Budaya / SeniCerpen

Kakek Sam Sang Penyihir Baik

Lukisan "Lelaki Tua Teladan"/Foto via wafimuhaimin.wordpress.com
Lukisan “Lelaki Tua Teladan”. (Foto: wafimuhaimin)

NUSANTARANEWS.CO – Pada suatu ketika, hiduplah seorang lelaki tua bernama kakek Sam yang selalu tersenyum ramah kepada setiap orang yang dijumpainya.

Akan tetapi ia dijauhi oleh orang-orang karena dikabarkan bahwa dia merupakan seorang penyihir. Tak hanya itu, bahkan ia berkali-kali diusir dari desa tempat kelahirannya itu.

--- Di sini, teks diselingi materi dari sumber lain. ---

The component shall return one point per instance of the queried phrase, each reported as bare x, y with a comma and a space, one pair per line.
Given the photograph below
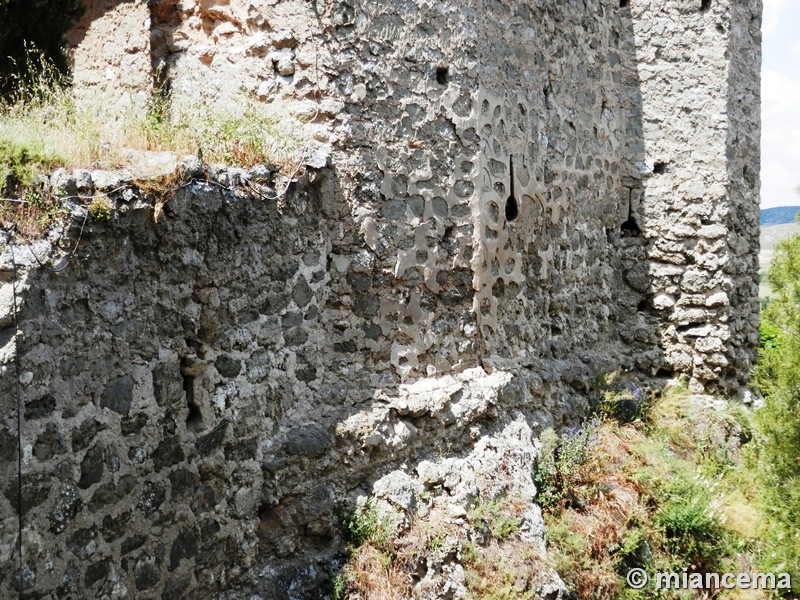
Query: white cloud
773, 13
780, 138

Ia memang sakit hati, dan ia bisa saja membalas peelakuan para penduduk desa yang telah berbuat demikian kepadanya jika saja ia mau.

Dia memang seorang penyihir, akan tetapi dia bukan penyihir yang jahat, melainkan penyihir baik. Maka dari itu ia tak akan pernah mungkin membalas perbuatan penduduk desa meski hal itu pantas di dapat oleh mereka.

Karena hal itulah ia akhirnya memilih untuk pergi dari desanya berasal dan berkelana tak tentu arah tujuan.

Pada suatu hari, kakek Sam menyamar menjadi seorang pengemis. Ia duduk bersimpuh di pinggiran jalan kota menengadahkan tangannya. Namun ia bukan benar-benar sedang mengemis, melainkan mencari tahu apakah semua orang di dunia masih ada yang peduli pada sesama. Atau memang semua manusia telah menjelma menjadi monster yang tidak mempedulikan sesiapa saja dan tak punya rasa iba seperti orang-orang dari desanya.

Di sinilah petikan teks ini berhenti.